The recently-released PISA scores show declining performance among students across many European countries. While some education ministers rush to blame other ministers, students, teachers, or a lack of funding, and some others celebrate themselves for not failing quite like others, the real issue lies much deeper: Our education systems are failing to prepare young people for the world they are entering. We must begin a system-wide conversation around investing in what matters most, shifting to competency-based curriculums, prioritising quality teacher development and support, and aligning the purpose of our education systems around developing students as leaders.

As the world changes rapidly, our students will inherit immense global challenges. We shoulder the responsibility to equip them not solely as passive learners in our classrooms, but as leaders who can build a better future for themselves. Yet many European education systems look remarkably similar to those of past decades. Students sit passively while teachers lecture. Assessments reward rote memorisation over critical thinking, creativity, and problem-solving. Curricula fail to connect academic content to real-world applications. And as the PISA results show, this approach leaves more and more students behind.

However, bright spots exist that demonstrate powerful models where educators empower students and make learning relevant. Across Europe, Teach For All partner organisations are supporting teachers to engage students in analysing real-world issues, leading change in their schools, developing solutions for community challenges, and more. Research shows this student-centred approach boosts academic outcomes alongside life skills like critical thinking, communication, and grit.  

We can build education systems where all students develop the skills to shape the futures they want by learning from such models, generating political will for structural improvements, and collaborating across borders. Teach For Bulgaria focuses on training entire school teams – both leadership and teachers – in pedagogy, empowering students with 21st century skills and shifting whole school cultures. In Spain, Empieza Por Educar connects professionals and businesses with classrooms, bringing diverse role models directly into school and exposing students to various careers. This brings migrant and disadvantaged students to a world of possibilities and helps all young people connect academic learning to real-world jobs. 

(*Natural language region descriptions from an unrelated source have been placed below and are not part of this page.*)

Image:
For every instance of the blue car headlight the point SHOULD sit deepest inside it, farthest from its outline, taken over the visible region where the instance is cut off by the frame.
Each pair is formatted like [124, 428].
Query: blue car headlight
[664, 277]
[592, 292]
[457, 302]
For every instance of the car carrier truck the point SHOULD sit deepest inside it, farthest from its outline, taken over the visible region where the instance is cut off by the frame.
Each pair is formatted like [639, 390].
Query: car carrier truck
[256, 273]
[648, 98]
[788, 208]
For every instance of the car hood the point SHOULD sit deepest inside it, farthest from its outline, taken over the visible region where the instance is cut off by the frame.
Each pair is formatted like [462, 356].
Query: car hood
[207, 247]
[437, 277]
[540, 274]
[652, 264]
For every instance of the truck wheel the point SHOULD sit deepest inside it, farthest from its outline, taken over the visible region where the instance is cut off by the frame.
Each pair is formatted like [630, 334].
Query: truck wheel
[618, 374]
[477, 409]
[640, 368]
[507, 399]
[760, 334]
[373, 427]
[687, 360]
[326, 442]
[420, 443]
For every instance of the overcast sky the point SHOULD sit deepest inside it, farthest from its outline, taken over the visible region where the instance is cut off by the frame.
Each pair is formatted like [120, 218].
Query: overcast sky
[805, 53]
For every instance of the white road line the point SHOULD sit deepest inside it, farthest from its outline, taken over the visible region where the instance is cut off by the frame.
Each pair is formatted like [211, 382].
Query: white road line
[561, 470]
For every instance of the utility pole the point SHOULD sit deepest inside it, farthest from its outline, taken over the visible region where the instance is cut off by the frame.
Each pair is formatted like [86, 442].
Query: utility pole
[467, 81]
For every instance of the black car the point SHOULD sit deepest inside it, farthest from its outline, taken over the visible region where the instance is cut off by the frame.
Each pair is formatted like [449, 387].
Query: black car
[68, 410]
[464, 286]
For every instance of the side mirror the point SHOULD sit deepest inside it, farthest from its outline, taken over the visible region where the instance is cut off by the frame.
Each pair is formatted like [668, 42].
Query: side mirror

It is also crucial to invest in what matters most. Though funding for education has increased over time across Europe, student performance has declined, as PISA indicates. The reasons for this vary across countries, however, it is crucial that funding aligns to clear student outcomes and that resources are directed to schools and communities with the greatest need. In addition, transparent tracking of expenditures to curriculum, teacher support, and student interventions is needed along with robust evaluation. Funding policies in education should transcend political cycles and factions for sustained, equitable improvement.

We also cannot overlook the most important factors supporting student success beyond the classroom. PISA results revealed that students who were supported at home had more positive attitudes towards school and learning. But, parents working multiple jobs simply lack time to aid learning. Simultaneously, those without higher education backgrounds feel unable to assist with complex concepts. Income should never determine the capability of parents to participate in a child’s education . In Germany, Teach First Deutschland is strengthening ties between migrant parents and teachers through specialised tools and resources, enabling families to better support their children’s education.

The path forward lies in evolving our systems to meet students where they are. We do not think our children are failing, but we are failing our children with the education system that doesn’t prepare them for what today’s world needs. But by coming together across borders and sectors, and directing investments towards empowering models of learning, we can build systems where all students develop the leadership skills to shape the futures they desire. What we need is a collective commitment to the premise that our education systems should keep students at their core and align around the purpose of developing students as leaders.